Poon said, with government support, it took a decade for the city to adopt the second-generation eco-bricks.
To spearhead the promotion and commercialization of low-carbon construction materials and carbon capturing technology, Poon co-founded Carbon Capture & Storage Limited with colleagues.
One of the key patents the company holds is low-carbon concrete, which uses sea mud or recycled waste such as glass, incineration bottom ash and coal ash, to replace the use of cement. "Producing one ton of cement releases 0.8 tons of carbon dioxide," Poon said.

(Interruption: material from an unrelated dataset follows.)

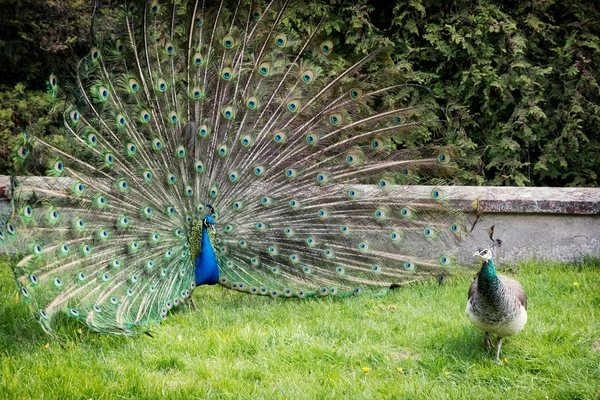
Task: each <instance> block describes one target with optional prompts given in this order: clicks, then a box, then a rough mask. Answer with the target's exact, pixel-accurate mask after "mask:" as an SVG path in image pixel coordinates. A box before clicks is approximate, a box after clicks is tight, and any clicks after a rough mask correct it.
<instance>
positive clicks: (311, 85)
mask: <svg viewBox="0 0 600 400" xmlns="http://www.w3.org/2000/svg"><path fill="white" fill-rule="evenodd" d="M288 3H289V2H287V1H282V2H279V1H271V2H268V3H264V4H263V2H260V1H259V2H248V1H246V0H242V1H239V2H231V3H230V2H228V1H223V2H221V4H218V5H216V6H215V7H213V8H208V7H206V6H205V4H204V3H203V1H201V0H199V1H196V2H193V1H190V2H186V1H175V2H172V1H168V2H164V3H163V2H157V1H147V2H132V3H131V4H129V5H128V6H127V7H125V8H124V9H123V10H122V12H121V13H120V16H119V18H109V17H106V16H104V17H99V18H100V20H99V22H98V23H97V24H96V25H98V26H105V27H104V28H103V31H102V32H99V33H98V34H97V38H96V46H95V47H93V48H92V49H91V51H90V53H89V55H88V56H87V57H86V58H84V59H83V60H81V62H80V63H79V65H78V68H77V71H76V76H75V78H76V79H75V85H74V86H73V87H69V86H65V87H63V86H61V83H60V82H59V80H58V78H57V77H56V76H54V75H52V76H50V79H49V90H50V93H51V95H52V96H53V97H54V98H55V99H56V104H57V107H63V110H64V121H65V122H64V126H65V133H64V136H63V137H60V138H58V139H56V138H55V139H54V140H53V141H49V140H43V139H40V138H36V137H31V136H25V137H24V139H23V142H22V143H21V144H20V146H19V147H18V149H16V155H15V157H16V158H17V160H18V161H19V162H20V163H21V164H22V168H23V169H27V170H29V171H40V169H41V170H45V171H46V175H47V177H45V178H38V177H29V178H20V179H15V180H14V181H13V185H14V187H15V189H14V193H13V202H14V203H13V209H14V212H13V213H12V215H11V216H10V217H9V218H8V220H7V221H6V222H5V226H4V227H3V228H4V229H3V230H2V232H0V236H1V240H2V241H3V242H4V243H5V246H6V248H7V251H8V252H10V253H15V252H17V253H18V252H21V253H22V252H24V251H25V252H27V254H25V255H24V256H23V258H21V259H20V261H18V262H16V264H15V265H14V267H13V268H14V272H15V275H16V277H17V282H18V285H19V287H20V291H21V294H22V297H23V298H24V299H25V300H26V301H28V302H29V304H30V306H31V308H32V310H33V312H34V313H35V314H36V315H37V316H38V317H39V319H40V322H41V324H42V326H43V327H44V329H45V330H46V331H48V332H52V329H53V325H52V322H53V321H54V320H55V318H56V316H57V315H58V314H59V313H61V312H65V313H66V314H67V315H69V316H71V317H73V318H77V319H80V320H82V321H84V322H85V323H86V324H87V325H88V326H89V327H90V328H92V329H94V330H96V331H99V332H106V333H112V334H122V335H127V334H132V333H134V332H136V330H137V328H138V327H140V326H142V325H144V324H147V323H150V322H153V321H160V320H161V319H164V318H166V316H167V314H168V313H169V310H171V309H172V308H173V307H176V306H178V305H180V304H181V303H184V302H187V301H188V300H189V299H190V295H191V293H192V291H193V290H194V288H195V287H197V286H199V285H205V284H215V283H219V284H221V285H223V286H225V287H227V288H230V289H235V290H238V291H241V292H246V293H249V294H256V295H267V296H271V297H300V298H302V297H307V296H314V295H359V294H361V293H365V292H373V293H380V292H385V291H386V290H387V288H389V287H390V286H395V285H401V284H404V283H409V282H413V281H417V280H421V279H425V278H434V279H439V280H443V279H445V276H446V275H447V274H448V273H451V272H452V269H453V268H458V267H457V266H456V263H455V257H454V256H453V249H454V248H455V247H456V244H457V243H458V242H459V241H460V239H461V236H462V234H463V232H464V228H462V226H463V213H462V212H461V211H459V210H457V209H455V208H453V207H451V206H450V205H449V204H448V203H447V202H446V201H445V194H444V191H443V190H442V189H441V188H440V185H442V184H444V182H446V181H448V180H449V179H451V178H452V176H453V170H454V168H455V167H454V166H453V165H452V164H453V163H452V162H451V154H452V151H451V148H450V147H449V146H446V145H445V144H444V143H439V142H440V137H441V136H440V135H439V134H438V133H439V132H441V131H443V130H444V126H445V124H444V123H443V122H441V121H440V120H441V119H442V118H440V117H439V116H438V115H437V114H438V112H437V110H436V108H435V107H433V106H428V105H427V104H420V103H421V102H420V101H419V95H418V93H419V91H420V90H421V89H420V88H419V87H416V86H411V85H405V84H401V83H399V82H398V81H399V76H398V74H397V73H394V64H393V62H392V61H391V58H390V57H389V56H385V55H383V54H382V52H375V53H373V54H369V55H367V56H365V57H364V58H362V59H360V60H359V61H358V62H356V63H354V64H352V65H346V63H345V61H344V59H343V58H341V57H339V56H335V54H334V48H335V46H336V44H335V43H332V41H330V40H328V39H327V38H326V37H325V32H324V30H323V29H322V22H321V24H318V25H317V26H314V27H313V28H312V29H310V30H309V33H307V34H301V33H299V32H300V31H299V30H295V29H294V28H293V24H292V23H291V22H290V20H289V19H288V18H286V17H287V16H288V15H289V13H290V12H291V10H292V9H293V7H295V6H293V5H290V4H288ZM296 6H297V5H296ZM102 18H106V20H102ZM379 65H381V67H380V66H379ZM411 96H412V97H411ZM432 132H433V133H434V134H438V136H437V139H438V141H437V142H436V141H435V140H434V141H433V142H431V143H430V144H428V145H422V146H418V145H417V146H414V147H412V148H408V147H410V146H408V145H409V144H415V143H419V140H418V139H414V138H415V136H420V137H421V138H424V137H428V135H430V134H431V133H432ZM436 132H438V133H436ZM441 140H442V141H443V137H442V139H441ZM396 146H397V147H396ZM423 184H425V185H429V186H422V185H423Z"/></svg>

Many construction materials can absorb carbon dioxide. For example, cement contains calcium, which reacts with CO2 to form calcium carbonate. This inspired Poon to use CO2 for curing, a process that makes freshly laid concrete and other materials stronger and more durable.
Standard concrete curing takes 28 days, but CO2 can speed the process up. Placing fresh concrete or bricks in a carbon dioxide-rich room absorbs the gas, accelerates curing, and enhances durability.
Given Hong Kong's focus on building safety and its cautious regulatory approach to innovative materials, Poon, who is nearing retirement, said it could take 15 to 20 years for the new material to gain widespread acceptance.
One stumbling block is Hong Kong's lack of construction material manufacturing, with only a few cement producers.
"Most materials are made on the mainland. With the widespread use of Modular Integrated Construction, many are prefabricated there and shipped to Hong Kong," Poon said.
Cost-effectiveness is also a challenge to finding investors. Despite its low-carbon benefits, the new technology offers uncertain immediate returns.